On the best constant for Gagliardo-Nirenberg interpolation inequalities

TL;DR

This paper determines the optimal constants for certain Gagliardo-Nirenberg inequalities across different parameter ranges, linking these constants to solutions of generalized Lane-Emden equations, including explicit solutions in special cases.

Contribution

It provides explicit formulas for the best constants in Gagliardo-Nirenberg inequalities and characterizes extremal functions via solutions to generalized Lane-Emden equations.

Findings

Derived explicit formulas for best constants in Gagliardo-Nirenberg inequalities.

Connected extremal functions to solutions of generalized Lane-Emden equations.

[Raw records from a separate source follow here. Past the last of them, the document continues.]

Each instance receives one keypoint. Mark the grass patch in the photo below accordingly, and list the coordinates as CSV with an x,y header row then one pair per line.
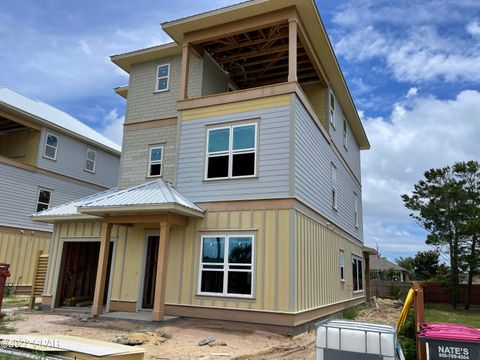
x,y
445,313
352,312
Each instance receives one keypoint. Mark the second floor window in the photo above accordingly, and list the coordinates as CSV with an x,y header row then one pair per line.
x,y
155,161
44,199
51,146
90,160
231,152
163,76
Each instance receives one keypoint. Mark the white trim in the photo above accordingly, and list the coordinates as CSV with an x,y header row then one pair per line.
x,y
40,188
231,152
47,134
157,78
155,162
87,160
226,267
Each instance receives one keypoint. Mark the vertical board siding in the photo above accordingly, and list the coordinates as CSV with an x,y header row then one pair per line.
x,y
20,251
317,281
313,158
19,189
71,161
273,167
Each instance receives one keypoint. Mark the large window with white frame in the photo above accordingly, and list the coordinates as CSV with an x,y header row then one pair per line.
x,y
226,265
231,151
90,160
334,186
163,78
355,209
357,273
332,110
51,146
155,161
44,198
342,264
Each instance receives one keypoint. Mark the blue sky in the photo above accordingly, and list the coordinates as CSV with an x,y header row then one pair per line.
x,y
413,69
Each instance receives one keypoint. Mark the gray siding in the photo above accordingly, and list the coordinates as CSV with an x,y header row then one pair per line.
x,y
272,166
19,190
313,158
145,104
136,145
71,161
352,155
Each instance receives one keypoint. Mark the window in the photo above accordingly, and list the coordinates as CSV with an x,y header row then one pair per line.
x,y
90,160
357,273
155,161
334,186
332,110
226,265
51,146
355,209
231,152
163,75
44,199
342,265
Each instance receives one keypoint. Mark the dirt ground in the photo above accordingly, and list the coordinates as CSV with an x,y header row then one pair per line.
x,y
178,339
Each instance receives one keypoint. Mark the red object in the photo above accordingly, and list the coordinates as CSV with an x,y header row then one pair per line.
x,y
445,331
4,273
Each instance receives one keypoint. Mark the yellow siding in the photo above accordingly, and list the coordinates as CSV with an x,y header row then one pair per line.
x,y
318,265
237,107
317,95
20,251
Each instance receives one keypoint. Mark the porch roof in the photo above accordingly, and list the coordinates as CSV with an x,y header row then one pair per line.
x,y
153,196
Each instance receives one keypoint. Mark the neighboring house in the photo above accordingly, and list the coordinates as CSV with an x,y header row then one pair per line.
x,y
240,191
46,158
382,269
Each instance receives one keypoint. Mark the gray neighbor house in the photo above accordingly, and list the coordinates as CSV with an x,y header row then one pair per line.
x,y
239,195
47,158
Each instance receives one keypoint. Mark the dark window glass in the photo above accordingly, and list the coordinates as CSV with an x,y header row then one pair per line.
x,y
240,250
243,164
217,167
213,249
239,282
212,281
155,169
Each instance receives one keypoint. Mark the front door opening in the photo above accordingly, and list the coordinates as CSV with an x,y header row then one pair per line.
x,y
150,271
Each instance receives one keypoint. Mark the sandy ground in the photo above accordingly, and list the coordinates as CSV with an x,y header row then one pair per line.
x,y
178,339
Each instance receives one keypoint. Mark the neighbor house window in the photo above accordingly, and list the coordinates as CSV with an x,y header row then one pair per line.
x,y
226,265
44,198
342,265
357,273
90,160
355,209
163,77
155,161
334,186
231,152
51,146
332,110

Established limits of extremal solutions as certain parameters tend to infinity.

Abstract

In this paper we derive the best constant for the following Gagliardo-Nirenberg interpolation inequality \begin{eqnarray*} \|u\|_{L^{m+1}}\leq C_{q,m,p} \|u\|^{1-\theta}_{L^{q+1}}\|\nabla u\|^{\theta}_{L^p},\quad \theta=\frac{pd(m-q)}{(m+1)[d(p-q-1)+p(q+1)]}, \end{eqnarray*} where parameters $q,m,p$ respectively belong to the following two ranges: (i) $p>d\geq 1$, $q\geq0$ and $m=\infty$. That shows $L^{\infty}$-type Gagliardo-Nirenberg interpolation inequality. (ii) $p>\max\{1,\frac{2d}{d+2}\}$, $0\leq q<\sigma-1$, and $q<m<\sigma$, where $\sigma$ is defined by $ \sigma:= \frac{(p-1)d+p }{d-p}$ if $p<d$; $\sigma:=\infty $ if $p\geq d$. That gives $L^{m}$-type Gagliardo-Nirenberg interpolation inequality. The best constant $C_{q,m,p}$ is given by \begin{eqnarray*} C_{q,m,p}:=\theta^{-\frac{\theta}{p}}(1-\theta)^{\frac{\theta}{p}-\frac{1}{m+1}}M_c^{-\frac{\theta}{d}},\quad M_c:=\int_{\mathbb{R}^d}u_{c,m}^{q+1}\,dx, \end{eqnarray*} where $u_{c,m}$ is the unique radial non-increasing solution to a generalized Lane-Emden equation. The case of equality holds when $u=Au_{c,m}(\lambda(x-x_0))$ for any real numbers $A>0$, $\lambda >0$ and $x_{0}\in \mathbb{R}^d$. In particular, for the case $m=+\infty$, the generalized Lane-Emden equation becomes a Thomas-Fermi type equation. For $q=0,~m=\infty$ or $d=1$, $u_{c,m}$ are closed form solutions expressed in term of the incomplete Beta functions. Moreover, we show that $u_{c,m}\to u_{c,\infty}$ and $C_{q,m,p}\to C_{q,\infty,p}$ as $m\to +\infty$ for $d=1$.